Forum Masyarakat Peduli Parlemen Indonesia (Formappi) mengapresiasi pembatalan proyek pengadaan gorden rumah dinas anggota DPR RI senilai Rp 43,5 miliar. Namun demikian, menurut Formappi, keputusan itu seharusnya diikuti oleh pembatalan proyek-proyek lain di DPR yang tak seberapa penting.
“Jika semangat efisiensi yang menjadi landasan keputusan BURT (Badan Urusan Rumah Tangga DPR) menghentikan proyek gorden, maka mestinya bukan hanya proyek gorden saja yang dibatalkan,” kata Peneliti Formappi Lucius Karus, Rabu (18/05/2022).
Menurut Lucius, ada sejumlah proyek di DPR yang kini tengah berjalan dan minim urgensi. Misalnya, pengaspalan jalan, dan terbaru pengecatan dome atau kubah gedung Nusantara DPR RI di Senayan, Jakarta. Lucius menilai, proyek pengecatan kubah yang menelan anggaran hingga Rp 4,5 miliar itu sulit dipahami. Sebab, rakyat menuntut supaya DPR melakukan efisiensi, bukan malah pemborosan anggaran. Jika proyek-proyek tak penting lain di DPR tak ikut dibatalkan, menurut Lucius, keputusan BURT menghentikan proyek gorden rumah dinas DPR sebatas untuk menyenangkan publik dalam sekejap.
“Semangat penghematan anggaran sesungguhnya tak ada,” ujar dia. Padahal, rakyat berharap keputusan penghentian proyek gorden bukan semata-mata untuk menyenangkan publik sesaat saja.

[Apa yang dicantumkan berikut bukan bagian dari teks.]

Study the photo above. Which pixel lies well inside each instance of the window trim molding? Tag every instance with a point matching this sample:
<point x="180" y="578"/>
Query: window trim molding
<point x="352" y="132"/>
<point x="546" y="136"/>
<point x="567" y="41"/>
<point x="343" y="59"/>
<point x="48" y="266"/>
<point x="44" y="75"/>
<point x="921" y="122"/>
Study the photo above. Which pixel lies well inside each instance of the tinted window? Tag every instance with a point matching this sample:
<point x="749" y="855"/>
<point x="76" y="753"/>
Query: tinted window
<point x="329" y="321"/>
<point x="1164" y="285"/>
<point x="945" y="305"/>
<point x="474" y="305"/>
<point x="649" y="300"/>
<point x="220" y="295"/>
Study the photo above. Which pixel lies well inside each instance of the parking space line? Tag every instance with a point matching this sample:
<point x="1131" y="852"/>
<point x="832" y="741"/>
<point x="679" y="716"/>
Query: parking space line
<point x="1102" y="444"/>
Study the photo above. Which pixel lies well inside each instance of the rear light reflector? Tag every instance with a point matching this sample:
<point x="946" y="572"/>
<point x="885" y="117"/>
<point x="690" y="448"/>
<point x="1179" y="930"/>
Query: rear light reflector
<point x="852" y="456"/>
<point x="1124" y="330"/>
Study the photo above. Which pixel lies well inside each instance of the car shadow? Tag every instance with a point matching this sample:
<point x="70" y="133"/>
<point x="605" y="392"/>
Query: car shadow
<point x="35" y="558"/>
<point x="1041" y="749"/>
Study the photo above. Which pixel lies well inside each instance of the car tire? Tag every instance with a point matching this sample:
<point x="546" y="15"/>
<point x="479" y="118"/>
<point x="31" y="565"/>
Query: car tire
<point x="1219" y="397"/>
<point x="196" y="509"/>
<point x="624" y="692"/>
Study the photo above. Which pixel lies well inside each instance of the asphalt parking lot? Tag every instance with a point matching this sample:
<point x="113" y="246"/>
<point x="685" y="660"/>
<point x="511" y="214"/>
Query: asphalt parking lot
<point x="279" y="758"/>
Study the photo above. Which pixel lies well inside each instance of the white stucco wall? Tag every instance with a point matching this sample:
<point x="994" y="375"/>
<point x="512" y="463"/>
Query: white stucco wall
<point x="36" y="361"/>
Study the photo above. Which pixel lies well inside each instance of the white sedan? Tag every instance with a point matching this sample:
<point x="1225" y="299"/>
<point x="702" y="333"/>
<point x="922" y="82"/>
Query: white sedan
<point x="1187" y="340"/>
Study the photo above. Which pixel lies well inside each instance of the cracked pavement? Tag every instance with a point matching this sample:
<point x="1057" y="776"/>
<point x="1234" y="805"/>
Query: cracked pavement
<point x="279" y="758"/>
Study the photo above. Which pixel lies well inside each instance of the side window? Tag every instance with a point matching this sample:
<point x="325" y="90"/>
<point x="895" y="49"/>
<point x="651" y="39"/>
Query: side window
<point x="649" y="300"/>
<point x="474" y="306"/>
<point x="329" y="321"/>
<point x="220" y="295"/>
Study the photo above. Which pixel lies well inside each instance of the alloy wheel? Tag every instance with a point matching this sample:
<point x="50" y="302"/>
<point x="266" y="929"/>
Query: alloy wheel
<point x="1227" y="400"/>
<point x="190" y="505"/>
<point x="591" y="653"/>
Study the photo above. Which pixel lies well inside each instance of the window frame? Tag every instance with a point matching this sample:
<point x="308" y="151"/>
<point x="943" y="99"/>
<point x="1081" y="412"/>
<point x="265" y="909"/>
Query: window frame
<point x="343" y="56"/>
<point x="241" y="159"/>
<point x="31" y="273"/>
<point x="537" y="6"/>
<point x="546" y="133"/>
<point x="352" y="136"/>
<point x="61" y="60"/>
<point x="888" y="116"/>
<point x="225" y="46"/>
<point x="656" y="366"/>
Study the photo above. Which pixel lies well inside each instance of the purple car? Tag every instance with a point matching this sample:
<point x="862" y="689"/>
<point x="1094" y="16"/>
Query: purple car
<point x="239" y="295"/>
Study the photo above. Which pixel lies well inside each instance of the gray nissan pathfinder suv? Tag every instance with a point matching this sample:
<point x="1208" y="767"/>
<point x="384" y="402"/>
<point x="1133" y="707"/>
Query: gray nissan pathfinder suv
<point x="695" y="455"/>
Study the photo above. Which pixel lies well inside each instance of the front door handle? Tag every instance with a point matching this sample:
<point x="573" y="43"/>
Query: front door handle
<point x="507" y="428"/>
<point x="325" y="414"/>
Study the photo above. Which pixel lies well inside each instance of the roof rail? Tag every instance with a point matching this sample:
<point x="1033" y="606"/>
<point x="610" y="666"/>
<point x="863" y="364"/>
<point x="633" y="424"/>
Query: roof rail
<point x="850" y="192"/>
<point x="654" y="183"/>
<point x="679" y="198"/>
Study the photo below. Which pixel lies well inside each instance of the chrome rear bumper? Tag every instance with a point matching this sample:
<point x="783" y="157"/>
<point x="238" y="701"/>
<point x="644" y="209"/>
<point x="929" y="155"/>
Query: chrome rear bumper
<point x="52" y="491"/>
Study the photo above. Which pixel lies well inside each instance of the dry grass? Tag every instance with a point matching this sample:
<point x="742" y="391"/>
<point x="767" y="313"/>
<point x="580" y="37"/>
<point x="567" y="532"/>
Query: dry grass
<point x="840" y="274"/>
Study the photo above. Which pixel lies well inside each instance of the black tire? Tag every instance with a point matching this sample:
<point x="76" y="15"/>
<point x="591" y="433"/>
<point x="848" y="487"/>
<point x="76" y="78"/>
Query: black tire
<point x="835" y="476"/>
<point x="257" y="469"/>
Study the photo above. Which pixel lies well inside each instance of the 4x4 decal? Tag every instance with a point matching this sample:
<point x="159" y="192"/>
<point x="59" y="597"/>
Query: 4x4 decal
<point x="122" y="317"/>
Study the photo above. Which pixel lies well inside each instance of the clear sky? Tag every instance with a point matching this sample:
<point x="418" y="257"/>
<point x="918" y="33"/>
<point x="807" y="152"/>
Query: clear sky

Keputusan itu, kata Lucius, seharusnya muncul dari komitmen BURT untuk memastikan DPR menjadi lembaga terdepan yang mampu menjaga semangat efisiensi anggaran di tengah situasi krisis yang pasca-pandemi.
“Maka mestinya selain menghentikan proyek gorden, proyek-proyek lain yang memboroskan anggaran juga ikut dihentikan oleh BURT,” ucapnya.
Lebih lanjut, Lucius menilai, meski proyek gorden sudah dihentikan, kejanggalan-kejanggalan dalam proses pengadaannya mestinya tak bisa dihapus begitu saja. Kejanggalan yang dimaksud misalnya, tender yang dimenangkan oleh perusahaan dengan penawar harga tertinggi senilai Rp 43,5 miliar pada saat lelang. Lucius berharap, ini seharusnya menjadi perhatian serius para anggota dewan. BURT diminta memastikan tak ada kongkalingkong dalam proses tender atau pengadaan barang dan jasa di kompleks DPR.